An important point when trying to make captive-bred C. orientalis display a deep red coloration is when to start providing the necessary carotenes. For the best results, the animal needs to ingest a high concentration of carotenes during the early stages of metamorphosis. Right when the larva is starting to develop the belly pattern is when the effect is more accentuated. After metamorphosis is completed, a longer exposure to carotenes is needed to achieve the same effect, and this increases with age. However, even adults can be "turned red". It will just take a lot longer, since carotenes will accumulate to a lesser degree.
- Starvation: Some juveniles simply refuse to eat. This can happen for just a few days after morphing, as has already been mentioned, or it can continue for an extended period of time resulting in the death of the animal. It's important to remember that out of the hundreds of eggs that a single female may produce, obviously not all of them were meant to survive. Some are too small or too weak to survive. It's tough, but it's nature. Starving newts may be enticed with tiny earthworms, waxworms or whiteworms, but there's no guarantee it will work.
- Sudden death: As mentioned above, some are just not fit to survive. Spontaneous deaths are rare but may occur.
- Different growth rates: Whether it's the genetics of each individual or some other factor, it is very common to experience a significant difference in growth rates when raising a group of these juveniles. Some grow fast and have a healthy appetite, sometimes reaching sexual maturity in about a year. Others grow painfully slow (sometimes even certain individuals that appear to eat very well) and may take up to three years to achieve maturity. When the differences of size and attitude become sufficiently apparent, it's recommended to separate the juveniles by size. This will avoid the possible competition between the fittest and the less fit. This is of particular importance if one allows the juveniles to hunt freely.
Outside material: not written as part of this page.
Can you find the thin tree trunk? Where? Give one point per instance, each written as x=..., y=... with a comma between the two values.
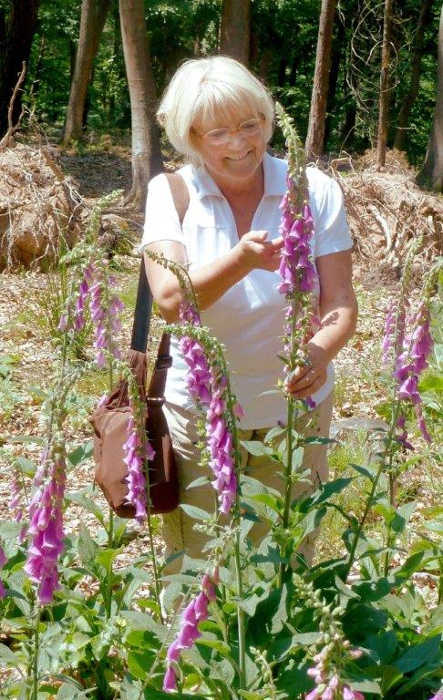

- Skin infections: It's not common, but if conditions are inadequate, weaker juveniles may develop skin infections FAST. Make sure to provide good ventilation, adequate hygiene, and proper levels of humidity (for terrestrial ones).
- Drowning: It is a possibility. Make absolutely sure that land areas are extrememly easy to access. Remember, plants on the water areas are of great help. Even so, the odd one might drown (although it's quite rare). Never force juveniles or sub-adults to be fully aquatic.